Here are some video clips of people claiming to have supernatural powers.
In the first, magicians Penn and Teller debunk a person who claims that she can talk to dead people. (Language advisory)
Notice how, when she interviews the black man at the end about whom she has no inside information, she resorts to inferences based on racial stereotypes and simple hereditary similarities in order to make her guesses. She is clearly hoping that he has a father, uncle, or other father figure who died from heart disease. Such ‘mediums’ often play the odds this way.
In the next clip, Penn and Teller take a look at someone who claims that she can talk to animals using telepathy
In the third clip, Penn and Teller and fellow magician James Randi debunk Nostradamus-based predictions.
In the final one Penn and Teller take a look at an exorcist at work. (Language advisory)
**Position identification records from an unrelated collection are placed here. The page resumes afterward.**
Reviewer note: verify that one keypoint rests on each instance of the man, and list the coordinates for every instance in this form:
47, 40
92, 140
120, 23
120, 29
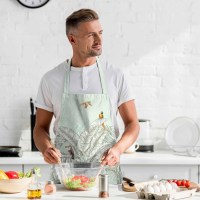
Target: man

What do all these things have in common? They all share one feature and that is that unscrupulous people are taking advantage of people’s gullibility about the existence of the supernatural and using their emotional needs to con them. A lot of people would love to talk with their dead loved ones, they would love to talk to their pets, they would love to know what lies in the future, they would love to think that their problems are caused by demons that can be removed by a simple procedure. Thus they are only too eager to believe charlatans who promise them that they can do these things.
But all this rampant naïve credulity about the supernatural has to have a source. Why are there so many people who are so willing to believe things for which there is no evidence? I think that it is because religion has softened their minds up since childhood, weakening their powers of reasoning and logic. It has taught them that there are mysterious things out there that are beyond the reach of normal logic and evidence and science, and that one must simply believe in them. Such people are easy prey to all the charlatans out there, out to make a quick buck.
It is necessary for their very survival that religious organizations cultivate a deliberate naivete in their flock. They may say they appealing to the virtues of unthinking faith for noble reasons but they are effectively making their religious followers susceptible to fraud.
In Christopher Hitchens’ book God is Not Great, he describes how religions depend upon and take advantage of people’s credulity.
It is not snobbish to notice the way in which people show their gullibility and their herd instinct, and their wish, or perhaps their need, to be credulous and to be fooled. This is an ancient problem. Credulity may be a form of innocence, and even innocuous in itself, but it provides a standing invitation for the wicked and the clever to exploit their brothers and sisters, and is thus one of humanity’s great vulnerabilities. No honest account of the growth and persistence of religion, or the reception of miracles and revelations, is possible without reference to this stubborn fact. (p. 160)
Without people being indoctrinated early on by religion, these other fraudsters would have a much harder time making a go of it. They depend on the dulling of reason and the intellect produced by religion in order to ply their trade.